Print Edition: October 23, 2013
Glacia, Western Jaguar’s (AKA Jeffrey Trainor’s) debut album, starts on a sombre note; the opening track, “Darby,” builds up from a simple guitar melody to incorporate horns, drums, electric guitar, and strings. An almost military snare sets the tone for the first half of the song, only to give way to crashing symbols and a synthesizer chorus of hopeful and triumphant tones.
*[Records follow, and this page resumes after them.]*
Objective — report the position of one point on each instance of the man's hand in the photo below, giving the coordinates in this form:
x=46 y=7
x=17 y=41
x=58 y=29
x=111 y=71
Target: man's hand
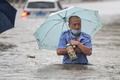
x=74 y=42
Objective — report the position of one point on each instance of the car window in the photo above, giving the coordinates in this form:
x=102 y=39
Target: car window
x=41 y=5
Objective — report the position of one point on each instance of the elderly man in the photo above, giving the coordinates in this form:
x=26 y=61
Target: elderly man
x=75 y=37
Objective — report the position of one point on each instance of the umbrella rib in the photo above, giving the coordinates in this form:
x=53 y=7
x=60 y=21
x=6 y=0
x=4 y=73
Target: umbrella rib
x=49 y=30
x=62 y=26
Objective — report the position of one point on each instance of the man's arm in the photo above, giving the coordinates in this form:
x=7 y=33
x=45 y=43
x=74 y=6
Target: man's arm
x=82 y=47
x=61 y=51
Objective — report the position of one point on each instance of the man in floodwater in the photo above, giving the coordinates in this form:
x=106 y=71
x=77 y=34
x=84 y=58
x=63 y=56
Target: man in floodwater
x=81 y=41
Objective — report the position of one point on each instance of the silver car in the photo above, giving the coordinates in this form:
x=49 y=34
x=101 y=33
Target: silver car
x=40 y=8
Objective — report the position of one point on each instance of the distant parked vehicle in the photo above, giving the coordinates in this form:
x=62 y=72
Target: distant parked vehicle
x=40 y=8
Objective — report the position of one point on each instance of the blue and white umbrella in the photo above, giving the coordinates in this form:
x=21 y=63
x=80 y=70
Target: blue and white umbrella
x=48 y=34
x=7 y=16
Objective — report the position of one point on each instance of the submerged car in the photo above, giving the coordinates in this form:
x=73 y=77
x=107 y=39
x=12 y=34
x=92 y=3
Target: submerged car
x=40 y=8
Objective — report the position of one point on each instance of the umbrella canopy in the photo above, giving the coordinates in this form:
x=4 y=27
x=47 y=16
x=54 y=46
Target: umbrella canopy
x=47 y=35
x=7 y=16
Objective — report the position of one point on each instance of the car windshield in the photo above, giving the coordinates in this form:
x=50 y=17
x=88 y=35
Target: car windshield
x=41 y=5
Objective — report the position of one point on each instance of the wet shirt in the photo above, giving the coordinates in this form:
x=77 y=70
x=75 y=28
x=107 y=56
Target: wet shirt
x=66 y=37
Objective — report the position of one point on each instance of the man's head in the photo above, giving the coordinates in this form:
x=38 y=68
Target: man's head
x=75 y=24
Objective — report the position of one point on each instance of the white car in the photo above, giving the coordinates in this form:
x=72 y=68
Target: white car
x=40 y=8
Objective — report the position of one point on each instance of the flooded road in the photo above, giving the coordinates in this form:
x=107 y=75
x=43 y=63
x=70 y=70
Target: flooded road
x=19 y=42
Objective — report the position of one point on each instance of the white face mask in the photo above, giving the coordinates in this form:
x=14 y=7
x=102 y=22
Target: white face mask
x=75 y=32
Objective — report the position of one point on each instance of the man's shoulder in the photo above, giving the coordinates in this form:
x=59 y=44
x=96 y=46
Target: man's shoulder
x=85 y=35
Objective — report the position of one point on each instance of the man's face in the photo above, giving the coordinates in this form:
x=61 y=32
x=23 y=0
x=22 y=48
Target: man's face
x=75 y=23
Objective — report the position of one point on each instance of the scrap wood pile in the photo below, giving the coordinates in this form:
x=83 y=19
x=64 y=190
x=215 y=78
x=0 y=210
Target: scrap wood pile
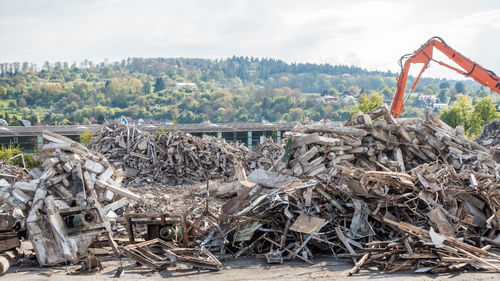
x=430 y=219
x=167 y=157
x=415 y=195
x=378 y=142
x=65 y=202
x=490 y=138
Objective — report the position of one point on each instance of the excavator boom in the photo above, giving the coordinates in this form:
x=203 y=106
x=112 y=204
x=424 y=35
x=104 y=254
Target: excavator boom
x=424 y=55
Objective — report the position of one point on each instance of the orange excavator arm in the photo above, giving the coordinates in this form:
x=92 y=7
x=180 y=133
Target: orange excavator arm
x=424 y=55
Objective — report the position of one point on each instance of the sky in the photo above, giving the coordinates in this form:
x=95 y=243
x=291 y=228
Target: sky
x=369 y=34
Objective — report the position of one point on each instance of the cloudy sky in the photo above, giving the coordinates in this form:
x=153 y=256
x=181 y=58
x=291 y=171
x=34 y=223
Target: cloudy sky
x=369 y=34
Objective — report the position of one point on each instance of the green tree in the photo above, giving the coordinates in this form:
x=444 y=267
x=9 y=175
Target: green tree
x=456 y=114
x=368 y=103
x=460 y=87
x=159 y=84
x=472 y=118
x=484 y=112
x=443 y=98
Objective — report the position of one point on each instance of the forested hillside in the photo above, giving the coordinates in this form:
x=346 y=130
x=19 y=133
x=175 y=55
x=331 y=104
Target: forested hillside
x=237 y=89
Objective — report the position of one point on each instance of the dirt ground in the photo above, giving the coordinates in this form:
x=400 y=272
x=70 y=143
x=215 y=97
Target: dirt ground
x=242 y=269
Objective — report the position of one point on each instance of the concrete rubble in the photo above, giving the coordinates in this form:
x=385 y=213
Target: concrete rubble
x=172 y=157
x=399 y=195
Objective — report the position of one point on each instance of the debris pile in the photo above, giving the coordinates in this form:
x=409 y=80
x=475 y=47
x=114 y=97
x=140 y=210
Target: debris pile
x=490 y=135
x=167 y=157
x=66 y=200
x=397 y=194
x=490 y=138
x=378 y=142
x=186 y=158
x=412 y=195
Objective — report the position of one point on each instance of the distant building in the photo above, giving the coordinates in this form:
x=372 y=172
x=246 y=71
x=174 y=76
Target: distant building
x=186 y=85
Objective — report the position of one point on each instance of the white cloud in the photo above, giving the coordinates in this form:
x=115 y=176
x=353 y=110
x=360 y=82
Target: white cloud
x=370 y=34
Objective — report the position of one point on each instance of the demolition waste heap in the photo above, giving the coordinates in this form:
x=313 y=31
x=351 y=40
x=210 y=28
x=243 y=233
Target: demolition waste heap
x=399 y=195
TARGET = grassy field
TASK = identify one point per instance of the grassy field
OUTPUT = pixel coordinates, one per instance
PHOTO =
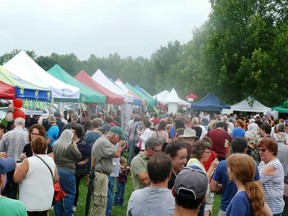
(119, 211)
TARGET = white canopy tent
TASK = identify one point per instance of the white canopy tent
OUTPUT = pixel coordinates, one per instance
(172, 99)
(23, 66)
(244, 106)
(104, 81)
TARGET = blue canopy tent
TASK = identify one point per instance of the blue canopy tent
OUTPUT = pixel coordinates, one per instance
(209, 103)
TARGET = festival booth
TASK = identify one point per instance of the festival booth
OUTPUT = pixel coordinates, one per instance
(148, 101)
(174, 101)
(14, 87)
(282, 108)
(127, 107)
(250, 104)
(23, 66)
(171, 99)
(209, 103)
(111, 98)
(138, 88)
(87, 95)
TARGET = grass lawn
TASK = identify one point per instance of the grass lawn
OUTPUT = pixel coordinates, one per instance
(121, 211)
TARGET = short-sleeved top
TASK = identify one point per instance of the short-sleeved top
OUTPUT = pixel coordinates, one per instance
(282, 155)
(273, 186)
(229, 188)
(53, 134)
(151, 201)
(12, 207)
(104, 151)
(91, 137)
(28, 150)
(138, 165)
(218, 137)
(239, 205)
(238, 132)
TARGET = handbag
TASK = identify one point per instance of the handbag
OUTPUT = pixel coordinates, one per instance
(59, 194)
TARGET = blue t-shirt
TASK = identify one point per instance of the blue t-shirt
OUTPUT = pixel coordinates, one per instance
(53, 134)
(229, 188)
(239, 205)
(238, 132)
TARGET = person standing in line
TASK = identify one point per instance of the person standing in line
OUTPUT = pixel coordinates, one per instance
(271, 175)
(189, 195)
(66, 154)
(249, 200)
(104, 150)
(121, 182)
(9, 206)
(156, 199)
(219, 137)
(12, 143)
(139, 163)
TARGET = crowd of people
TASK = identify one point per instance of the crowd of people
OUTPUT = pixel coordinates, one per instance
(176, 163)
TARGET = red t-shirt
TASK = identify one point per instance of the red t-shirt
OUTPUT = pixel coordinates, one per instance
(207, 163)
(218, 137)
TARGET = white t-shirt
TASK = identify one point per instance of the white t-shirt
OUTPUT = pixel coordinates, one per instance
(36, 190)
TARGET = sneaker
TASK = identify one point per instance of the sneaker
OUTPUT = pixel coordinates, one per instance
(74, 208)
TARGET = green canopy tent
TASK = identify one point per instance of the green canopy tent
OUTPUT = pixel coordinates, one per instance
(282, 108)
(87, 95)
(149, 101)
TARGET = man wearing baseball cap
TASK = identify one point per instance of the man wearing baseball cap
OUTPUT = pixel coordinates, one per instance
(9, 206)
(190, 188)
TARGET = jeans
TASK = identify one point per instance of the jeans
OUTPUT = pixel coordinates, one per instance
(78, 180)
(68, 184)
(11, 187)
(99, 197)
(110, 194)
(131, 145)
(119, 196)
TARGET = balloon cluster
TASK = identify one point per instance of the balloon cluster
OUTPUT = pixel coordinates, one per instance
(191, 97)
(18, 113)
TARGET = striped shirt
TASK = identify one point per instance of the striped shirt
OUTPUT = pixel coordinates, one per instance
(13, 142)
(273, 186)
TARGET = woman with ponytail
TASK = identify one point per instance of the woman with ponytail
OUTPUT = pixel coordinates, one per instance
(249, 199)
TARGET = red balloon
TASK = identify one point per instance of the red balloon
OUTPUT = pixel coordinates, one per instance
(17, 102)
(18, 114)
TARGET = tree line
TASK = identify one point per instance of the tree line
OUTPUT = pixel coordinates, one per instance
(241, 50)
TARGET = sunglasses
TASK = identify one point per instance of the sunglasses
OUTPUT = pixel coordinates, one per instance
(262, 150)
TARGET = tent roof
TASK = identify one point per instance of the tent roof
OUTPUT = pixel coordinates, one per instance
(7, 91)
(161, 96)
(23, 66)
(138, 88)
(149, 101)
(136, 100)
(13, 86)
(170, 97)
(282, 108)
(99, 77)
(87, 95)
(111, 97)
(209, 103)
(245, 107)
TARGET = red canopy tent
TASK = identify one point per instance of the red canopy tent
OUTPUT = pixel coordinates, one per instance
(7, 91)
(111, 98)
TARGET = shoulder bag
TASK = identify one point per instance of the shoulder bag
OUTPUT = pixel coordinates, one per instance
(59, 194)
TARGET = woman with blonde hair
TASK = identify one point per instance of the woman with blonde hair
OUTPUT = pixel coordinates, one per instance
(249, 200)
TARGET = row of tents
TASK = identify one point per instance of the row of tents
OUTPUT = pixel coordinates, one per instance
(212, 103)
(23, 78)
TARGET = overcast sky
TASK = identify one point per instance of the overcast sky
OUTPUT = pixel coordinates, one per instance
(84, 27)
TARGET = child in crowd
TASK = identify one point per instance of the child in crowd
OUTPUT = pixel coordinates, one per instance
(121, 182)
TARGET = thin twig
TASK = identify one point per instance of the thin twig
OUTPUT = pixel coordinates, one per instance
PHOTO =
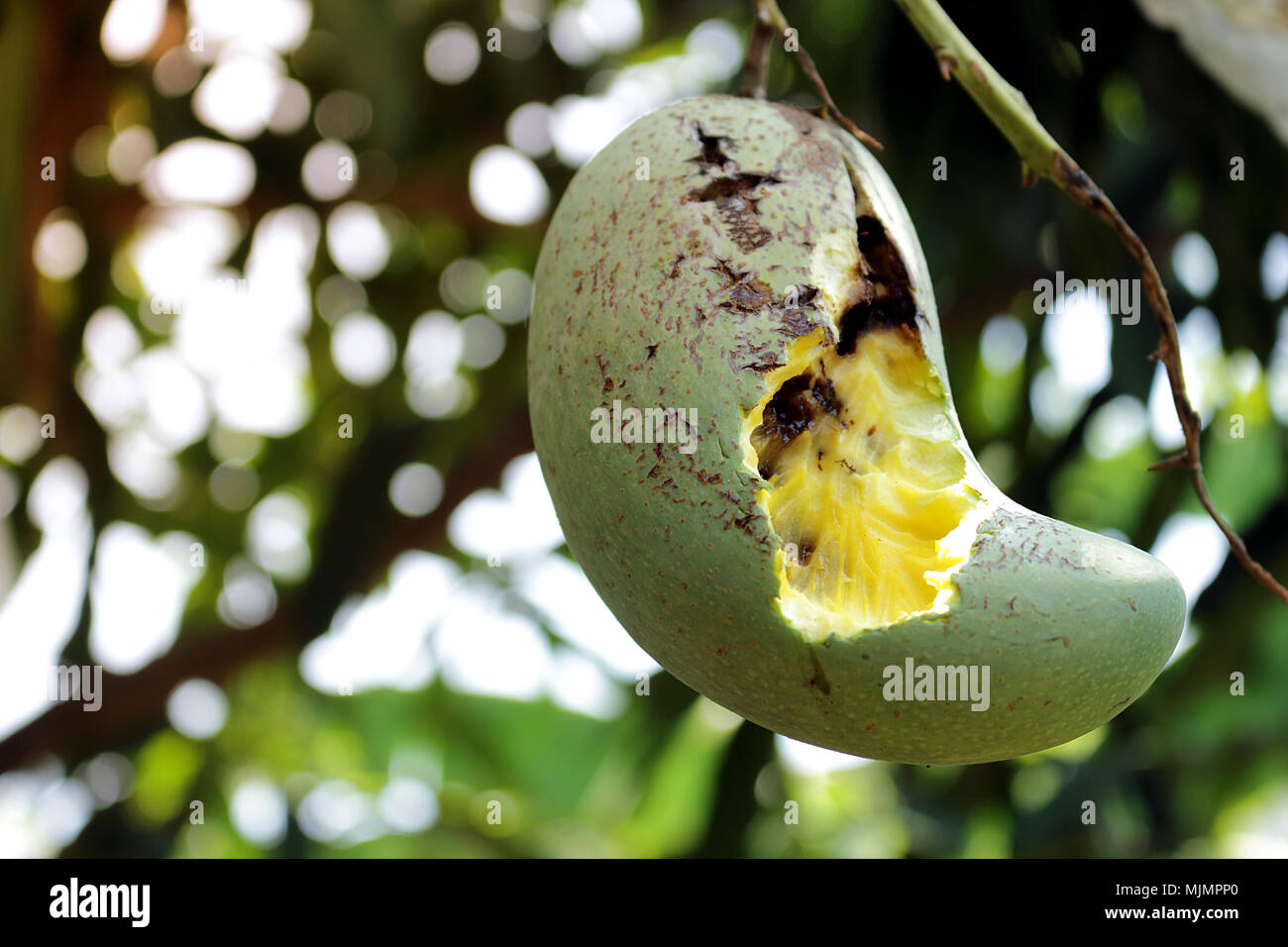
(768, 16)
(1043, 158)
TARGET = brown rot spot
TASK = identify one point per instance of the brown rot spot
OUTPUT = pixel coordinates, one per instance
(734, 188)
(799, 403)
(712, 150)
(737, 206)
(887, 302)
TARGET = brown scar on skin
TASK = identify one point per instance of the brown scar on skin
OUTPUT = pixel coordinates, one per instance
(947, 62)
(711, 151)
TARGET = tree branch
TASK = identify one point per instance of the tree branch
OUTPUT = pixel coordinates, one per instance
(758, 58)
(1043, 158)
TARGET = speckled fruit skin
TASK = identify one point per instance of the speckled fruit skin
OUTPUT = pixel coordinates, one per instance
(648, 294)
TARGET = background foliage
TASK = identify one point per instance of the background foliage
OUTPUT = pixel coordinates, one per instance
(257, 549)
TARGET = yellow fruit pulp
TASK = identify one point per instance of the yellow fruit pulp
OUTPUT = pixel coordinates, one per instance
(868, 486)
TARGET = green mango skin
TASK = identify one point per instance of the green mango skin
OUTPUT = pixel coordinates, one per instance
(653, 296)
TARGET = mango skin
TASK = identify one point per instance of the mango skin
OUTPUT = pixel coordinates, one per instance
(648, 295)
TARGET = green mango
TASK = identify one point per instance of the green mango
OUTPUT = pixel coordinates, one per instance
(712, 249)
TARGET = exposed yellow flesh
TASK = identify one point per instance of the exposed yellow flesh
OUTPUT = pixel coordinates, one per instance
(872, 497)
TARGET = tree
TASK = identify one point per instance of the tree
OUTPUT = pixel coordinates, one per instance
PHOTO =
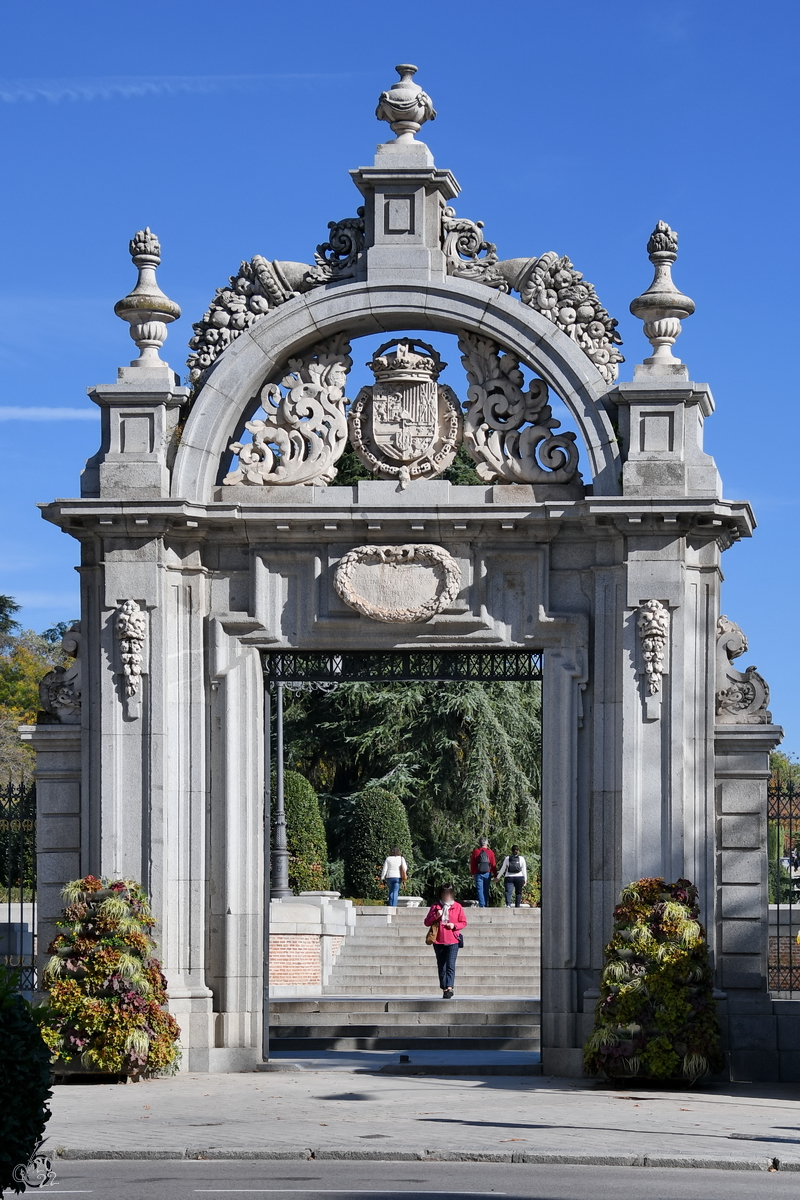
(379, 822)
(656, 1015)
(24, 1083)
(463, 757)
(305, 835)
(25, 658)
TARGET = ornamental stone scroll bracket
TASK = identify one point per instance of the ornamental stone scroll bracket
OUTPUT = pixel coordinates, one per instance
(653, 627)
(60, 690)
(405, 585)
(741, 696)
(130, 630)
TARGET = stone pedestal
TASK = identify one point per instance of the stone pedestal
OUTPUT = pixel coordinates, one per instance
(59, 817)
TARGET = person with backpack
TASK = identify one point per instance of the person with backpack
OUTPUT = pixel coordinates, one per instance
(445, 922)
(395, 871)
(482, 864)
(515, 868)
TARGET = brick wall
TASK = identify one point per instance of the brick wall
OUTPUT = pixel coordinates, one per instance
(294, 959)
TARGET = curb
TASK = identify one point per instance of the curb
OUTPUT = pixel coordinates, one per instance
(565, 1158)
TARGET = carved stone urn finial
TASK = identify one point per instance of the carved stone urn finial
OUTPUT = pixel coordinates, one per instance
(405, 106)
(146, 309)
(662, 306)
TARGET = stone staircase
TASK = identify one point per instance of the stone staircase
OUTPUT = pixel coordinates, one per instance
(384, 995)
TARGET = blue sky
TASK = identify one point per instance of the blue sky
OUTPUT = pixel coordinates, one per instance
(230, 131)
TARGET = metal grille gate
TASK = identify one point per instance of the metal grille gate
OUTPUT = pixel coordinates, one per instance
(18, 882)
(783, 850)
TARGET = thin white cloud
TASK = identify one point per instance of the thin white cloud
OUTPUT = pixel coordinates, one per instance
(132, 87)
(19, 413)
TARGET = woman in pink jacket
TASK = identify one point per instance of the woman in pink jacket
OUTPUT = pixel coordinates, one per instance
(449, 916)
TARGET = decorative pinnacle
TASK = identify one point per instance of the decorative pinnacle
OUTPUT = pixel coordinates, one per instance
(405, 106)
(146, 309)
(662, 306)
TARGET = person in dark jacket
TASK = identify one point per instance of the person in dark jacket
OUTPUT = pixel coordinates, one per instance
(482, 864)
(449, 915)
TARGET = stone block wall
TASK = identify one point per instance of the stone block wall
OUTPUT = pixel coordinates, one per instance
(306, 934)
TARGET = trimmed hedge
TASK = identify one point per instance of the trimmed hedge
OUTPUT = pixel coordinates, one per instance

One gets the feeling that something has been achieved. “Darby” fades down to a single synthesizer note which gives way to the calmer “Karoo Mammals.”
Throughout the record, it seems that Trainor is speaking directly to the listener. Glacia seems like an auditory diary: personal, and full of the imperfections and human emotions that make this record so easy to connect with. “Year of the Flood” features a storm of a climax after a tranquil and simplistic first half. Trainor makes use of layering to achieve an engine of sound that takes the listener unawares. You can’t quite put your finger on when a track stops being a calm, three-in-the-morning-drive-through-the-city and becomes a roller-coaster, hurling down a severe incline at 90 miles per hour, only to slow back down to the relaxed, almost hesitant pace in which Trainor seems to be so at home.
“Mt. Baker” is as sombre a song as you’ll ever hear, but surprisingly, it isn’t depressing. Trainor uses reverb, creating an almost ethereal auditory atmosphere. It feels like being surrounded by a blanket of sound, playing like the soundtrack to a stroll through a moonless winter night, fresh snow at your feet. Trainor guides the listener through a cloud of sound that is seemingly made up of anxiety and indecision. Trainor reassures the listener that although there may be no discernible end in sight, one will get there, in time.
“Violet Sweatshirt,” however, seems somewhat shallow compared to the rest of the album. Sure, there’s an infectious guitar riff halfway through the track, and sure, it’s enough to make you tap your foot to the beat, but something is lacking. The type of depth so clearly demonstrated in songs like “Darby” and “Mt. Baker” is absent from “Violet Sweatshirt.”
The album’s crowning achievement, however, seems to be “Karoo Mammals.” This track boasts all of the spatial qualities that make “Mt Baker” such a strongly emotional track, coupled with the infectious guitar in “Violet Sweatshirt.” Here, however, this type of melodic guitar is used much more effectively.
Overall, Glacia seems to be Trainor’s open letter to someone. Who is it addressed to? Perhaps it is meant for Trainor himself, perhaps it is meant for no one in particular. Regardless, we should rejoice that Trainor saw fit to share Glacia with us. We are better off for it.